Indonesia’s plan to create a domestic rupiah NDF market
JAKARTA: Indonesia’s central bank plans to issue regulatory measures that will permit banks in the country to trade nondeliverable forwards in the domestic currency market.
The new measure is aimed at stabilising the rupiah, whose losses of around ninw per cent versus the dollar this year have re-ignited concerns about capital outflows.
Non-deliverable forwards are offshore dollar-settled currency derivatives used by investors with limited access to onshore markets to hedge their exposure or speculate. By their nature, there is no actual delivery of the underlying currency, and the contracts are merely used to synthetically generate a forward hedge.

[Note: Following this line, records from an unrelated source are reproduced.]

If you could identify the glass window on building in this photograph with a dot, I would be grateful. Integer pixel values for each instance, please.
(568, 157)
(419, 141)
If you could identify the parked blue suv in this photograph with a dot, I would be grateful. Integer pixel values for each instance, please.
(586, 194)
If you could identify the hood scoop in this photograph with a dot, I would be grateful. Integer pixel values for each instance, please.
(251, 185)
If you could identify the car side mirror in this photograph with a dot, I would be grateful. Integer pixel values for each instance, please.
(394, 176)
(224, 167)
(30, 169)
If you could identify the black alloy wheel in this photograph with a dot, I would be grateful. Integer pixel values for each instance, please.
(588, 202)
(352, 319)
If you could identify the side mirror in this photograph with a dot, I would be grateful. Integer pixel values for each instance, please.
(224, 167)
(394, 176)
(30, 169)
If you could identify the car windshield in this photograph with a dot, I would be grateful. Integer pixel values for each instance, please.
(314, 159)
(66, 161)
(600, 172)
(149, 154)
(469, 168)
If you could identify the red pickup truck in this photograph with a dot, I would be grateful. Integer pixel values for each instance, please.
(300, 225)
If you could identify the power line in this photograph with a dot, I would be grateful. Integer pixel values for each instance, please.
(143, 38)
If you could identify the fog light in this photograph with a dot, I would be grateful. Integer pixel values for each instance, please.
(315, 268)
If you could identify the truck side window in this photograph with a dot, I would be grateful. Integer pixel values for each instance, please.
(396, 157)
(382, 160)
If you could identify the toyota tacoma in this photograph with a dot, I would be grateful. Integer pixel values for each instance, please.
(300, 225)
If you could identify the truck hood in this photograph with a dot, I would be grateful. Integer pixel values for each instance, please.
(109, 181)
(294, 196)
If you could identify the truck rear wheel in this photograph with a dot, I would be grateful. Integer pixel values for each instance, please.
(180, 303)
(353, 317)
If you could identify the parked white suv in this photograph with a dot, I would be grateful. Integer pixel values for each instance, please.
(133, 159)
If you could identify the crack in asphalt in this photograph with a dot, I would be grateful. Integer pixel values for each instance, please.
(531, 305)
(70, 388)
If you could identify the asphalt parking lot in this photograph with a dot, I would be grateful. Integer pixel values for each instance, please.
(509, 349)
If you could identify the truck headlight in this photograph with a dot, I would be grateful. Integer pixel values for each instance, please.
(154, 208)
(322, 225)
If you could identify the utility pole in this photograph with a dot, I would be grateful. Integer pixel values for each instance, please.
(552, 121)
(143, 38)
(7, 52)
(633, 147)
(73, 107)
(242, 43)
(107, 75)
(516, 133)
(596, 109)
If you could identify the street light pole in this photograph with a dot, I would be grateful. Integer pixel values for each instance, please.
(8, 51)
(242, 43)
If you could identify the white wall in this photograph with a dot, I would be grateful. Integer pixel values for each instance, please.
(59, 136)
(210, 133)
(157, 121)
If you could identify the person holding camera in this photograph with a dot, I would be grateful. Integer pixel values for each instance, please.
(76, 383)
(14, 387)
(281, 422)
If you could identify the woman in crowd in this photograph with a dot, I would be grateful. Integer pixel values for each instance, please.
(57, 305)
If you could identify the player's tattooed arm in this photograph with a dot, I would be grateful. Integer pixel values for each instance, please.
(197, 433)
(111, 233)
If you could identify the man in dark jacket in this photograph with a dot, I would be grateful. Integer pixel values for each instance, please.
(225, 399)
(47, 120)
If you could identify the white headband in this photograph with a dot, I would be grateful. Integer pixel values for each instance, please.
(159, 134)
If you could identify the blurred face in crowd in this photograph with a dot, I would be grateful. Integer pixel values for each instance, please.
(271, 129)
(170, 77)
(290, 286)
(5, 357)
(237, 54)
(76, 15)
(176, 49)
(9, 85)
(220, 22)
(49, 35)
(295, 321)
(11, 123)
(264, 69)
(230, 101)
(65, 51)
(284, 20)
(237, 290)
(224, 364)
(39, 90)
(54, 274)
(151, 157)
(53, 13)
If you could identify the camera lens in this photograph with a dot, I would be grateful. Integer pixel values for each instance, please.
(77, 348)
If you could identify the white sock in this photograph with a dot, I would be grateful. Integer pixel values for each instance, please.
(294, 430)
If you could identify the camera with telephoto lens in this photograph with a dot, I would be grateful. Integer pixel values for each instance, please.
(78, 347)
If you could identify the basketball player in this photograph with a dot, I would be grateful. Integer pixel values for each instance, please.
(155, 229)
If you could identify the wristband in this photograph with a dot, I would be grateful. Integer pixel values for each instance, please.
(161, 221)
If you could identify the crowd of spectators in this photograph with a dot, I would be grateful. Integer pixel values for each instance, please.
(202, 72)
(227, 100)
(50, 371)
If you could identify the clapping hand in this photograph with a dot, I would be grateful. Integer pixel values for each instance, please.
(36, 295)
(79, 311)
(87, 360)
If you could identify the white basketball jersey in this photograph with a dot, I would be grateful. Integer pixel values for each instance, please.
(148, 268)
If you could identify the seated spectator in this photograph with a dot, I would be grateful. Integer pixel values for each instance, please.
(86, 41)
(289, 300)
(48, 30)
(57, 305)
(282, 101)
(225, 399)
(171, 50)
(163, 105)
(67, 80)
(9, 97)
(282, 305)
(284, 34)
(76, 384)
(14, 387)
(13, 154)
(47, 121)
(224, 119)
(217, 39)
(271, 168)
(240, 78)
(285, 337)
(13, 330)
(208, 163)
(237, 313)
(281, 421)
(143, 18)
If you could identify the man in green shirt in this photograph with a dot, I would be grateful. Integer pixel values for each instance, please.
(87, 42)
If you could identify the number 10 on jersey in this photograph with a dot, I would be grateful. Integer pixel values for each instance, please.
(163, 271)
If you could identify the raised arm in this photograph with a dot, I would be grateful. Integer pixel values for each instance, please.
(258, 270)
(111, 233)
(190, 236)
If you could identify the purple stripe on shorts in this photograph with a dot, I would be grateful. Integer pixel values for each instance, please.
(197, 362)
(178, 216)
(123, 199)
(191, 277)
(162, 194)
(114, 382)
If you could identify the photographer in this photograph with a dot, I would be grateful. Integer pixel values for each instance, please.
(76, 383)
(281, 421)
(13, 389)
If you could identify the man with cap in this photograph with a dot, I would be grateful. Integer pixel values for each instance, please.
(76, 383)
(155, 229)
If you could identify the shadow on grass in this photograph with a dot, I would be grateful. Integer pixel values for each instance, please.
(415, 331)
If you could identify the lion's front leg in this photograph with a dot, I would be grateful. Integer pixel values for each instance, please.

Bank Indonesia (BI) wants to create a parallel non-deliverable forward market for the rupiah onshore as an alternative hedging instrument for businesses and foreign investors.
BI wants to bring sizeable speculative activity in the NDF markets onshore and under its immediate purview. The market is often heavily one-sided, volatile and a source of anxiety for investors in the rupiah.
Given the heavy foreign investment in Indonesia’s bond markets and companies, NDF volumes are significant so keeping those flows onshore could give the central bank a better grip on rupiah.
That in turn could narrow the gap between NDF and onshore rupiah forward rates. Thursday’s levels put one-year NDF at 15,830 rupiah per dollar, versus 15,645 onshore and a spot rate of 14,915.
Malaysia introduced similar measures in late 2016 and early 2017 to put a floor under its currency. Malaysia first brought the processes for setting benchmarks for ringgit NDFs onshore and then banned participants in its domestic markets from trading NDFs.
Created in the early 1990s as a way for speculators to beat emerging market capital controls, NDFs were designed to be traded at an arm’s length from the regulators in the countries of the underlying currencies.
In this regard, Bank Indonesia’s requirement that the domestic NDF transactions be backed by genuine underlying transactions, suchasinvestor exposure to bonds or stocks, could make them less attractive for foreign market participants.